UX Writing English
Master the vocabulary, phrases, and professional language used in UX writing — from error messages and tooltips to onboarding flows and CTA copy.
Error Message Writing
Write clear, actionable error messages in product UI copy.
Tooltip & Help Text
Craft concise tooltip and inline help text for UI elements.
Onboarding Copy
Write welcome flows and first-use messaging that drives activation.
CTA & Button Language
Choose precise call-to-action verbs and button labels.
Microcopy Review Language
Discuss and critique microcopy in professional UX writing reviews.
Form Validation Copy
Write validation messages that guide users to correct input.
Empty State Copy
Write helpful empty states that convert and retain users.
Frequently Asked Questions
What is microcopy and why does it matter in product design?
Microcopy refers to the small pieces of text in a user interface — button labels, error messages, placeholder text, tooltips, confirmation dialogs, and empty states.

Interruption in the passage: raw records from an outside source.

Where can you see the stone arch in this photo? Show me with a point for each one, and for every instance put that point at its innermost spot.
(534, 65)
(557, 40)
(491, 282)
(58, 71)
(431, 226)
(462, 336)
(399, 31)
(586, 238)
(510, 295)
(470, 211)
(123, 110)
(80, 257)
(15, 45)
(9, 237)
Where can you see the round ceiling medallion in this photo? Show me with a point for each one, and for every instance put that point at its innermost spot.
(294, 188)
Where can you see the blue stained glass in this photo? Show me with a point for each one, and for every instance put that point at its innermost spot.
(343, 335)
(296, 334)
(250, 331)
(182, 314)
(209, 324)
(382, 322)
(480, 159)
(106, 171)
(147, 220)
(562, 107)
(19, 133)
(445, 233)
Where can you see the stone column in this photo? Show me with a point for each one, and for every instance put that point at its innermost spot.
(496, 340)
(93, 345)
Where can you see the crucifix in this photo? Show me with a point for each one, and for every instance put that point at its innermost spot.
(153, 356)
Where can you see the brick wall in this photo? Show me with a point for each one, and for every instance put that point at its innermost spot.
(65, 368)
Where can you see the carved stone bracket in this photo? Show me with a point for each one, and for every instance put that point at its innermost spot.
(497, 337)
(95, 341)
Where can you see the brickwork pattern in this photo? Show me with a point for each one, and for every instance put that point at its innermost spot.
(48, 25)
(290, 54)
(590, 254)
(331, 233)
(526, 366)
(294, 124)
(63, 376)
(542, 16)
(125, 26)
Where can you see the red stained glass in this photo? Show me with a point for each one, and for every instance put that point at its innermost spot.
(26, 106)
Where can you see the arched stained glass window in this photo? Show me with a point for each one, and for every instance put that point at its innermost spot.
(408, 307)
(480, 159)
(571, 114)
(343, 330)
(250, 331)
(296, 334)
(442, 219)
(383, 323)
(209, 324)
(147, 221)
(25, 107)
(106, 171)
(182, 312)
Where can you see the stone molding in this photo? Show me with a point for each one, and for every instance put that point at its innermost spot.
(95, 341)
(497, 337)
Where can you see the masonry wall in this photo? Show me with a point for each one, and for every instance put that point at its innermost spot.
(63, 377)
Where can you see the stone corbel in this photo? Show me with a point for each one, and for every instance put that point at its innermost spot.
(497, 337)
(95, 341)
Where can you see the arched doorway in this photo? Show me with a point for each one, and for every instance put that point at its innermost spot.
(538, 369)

Despite being short, microcopy has a disproportionate impact on usability and conversion. Clear, action-oriented microcopy reduces user anxiety, prevents errors, and guides users through critical flows. The vocabulary of UX writing includes terms like affordance, friction, progressive disclosure, and copy hierarchy.
How should a UX writer write an effective error message?
Effective error messages follow three principles: explain what went wrong (without blaming the user), say why it happened (if useful), and tell the user what to do next. Good error messages are specific ("Your password must be at least 8 characters") rather than generic ("Something went wrong"). They avoid technical jargon, use plain English, and maintain the product's tone of voice. The structure is often: problem + cause + resolution.
What is onboarding copy and what makes it effective?
Onboarding copy guides new users from sign-up through their first meaningful action (the "aha moment"). Effective onboarding copy is brief, benefit-focused, and progressive — it reveals information as it becomes relevant rather than overwhelming users upfront. Key components include welcome messages, empty state prompts, tooltip walkthroughs, and success confirmations. The goal is activation: getting users to complete the action that makes them likely to return.
What is the difference between a CTA label and a button label?
A call-to-action (CTA) is the strategic prompt that drives a user toward a desired action — it may span a button, a link, and surrounding copy. A button label is the specific text on the interactive element itself. Effective button labels use the verb-noun formula ("Download report", "Start free trial") so users know exactly what will happen when they click. Labels like "Submit" or "OK" are considered weak because they describe the mechanism rather than the outcome.
What are UI text conventions UX writers follow?
Common UI text conventions include: sentence case for most UI elements (e.g. "Saved successfully" not "Saved Successfully"), title case only for proper product names and page titles, avoiding full stops in labels and tooltips, using second-person ("your account") not third-person, writing in active voice, and keeping labels consistent across the product (never mixing "Delete" and "Remove" for the same action). Accessibility conventions include writing meaningful link text instead of "click here".
What does "accessibility writing" mean in UX copy?
Accessibility writing ensures that UI copy is understandable and usable by people with disabilities, including those using screen readers, those with cognitive disabilities, and non-native speakers. Key practices include: writing descriptive alt text for images, ensuring link text is meaningful out of context, avoiding directional language ("click the button on the left"), using plain language (aim for reading level Grade 8 or below for consumer products), and writing descriptive form labels rather than relying solely on placeholder text.
What is progressive disclosure in UX writing?
Progressive disclosure is a design principle where information is revealed gradually, only when the user needs it. In UX writing it means providing brief primary copy with optional expandable detail ("Learn more", "See advanced options"). This reduces cognitive load for most users while still making information available for those who need it. It is commonly applied in tooltips, accordions, inline help, and onboarding flows.
How do UX writers participate in design reviews?
In a microcopy review UX writers evaluate proposed copy against brand voice, clarity, consistency, and accessibility standards. Common review language includes: "This label is ambiguous — the user doesn't know what will happen", "This error message is too technical", "The CTA doesn't reflect the value exchange", and "These two labels are inconsistent across screens". UX writers also collaborate in content audits, where existing copy is systematically evaluated and scored for quality.
What is empty state copy and what purpose does it serve?
An empty state is the view a user sees when there is no data to display — an empty inbox, a new dashboard with no widgets, or a search with no results. Good empty state copy does not just say "No results found." Instead it explains why the state exists, provides a clear next action ("Add your first contact"), and if appropriate, offers encouragement. Empty states are often conversion opportunities and should be treated as onboarding moments.
What is the voice and tone distinction in UX writing?
Voice is the consistent personality of a product's communication — it does not change. A product might have a voice that is "direct, human, and encouraging." Tone is how that voice adapts to context — the tone in an error message is more serious and empathetic than the tone in a celebratory success state. UX writers document voice and tone in a content style guide and use it as a reference when writing and reviewing copy across different parts of a product.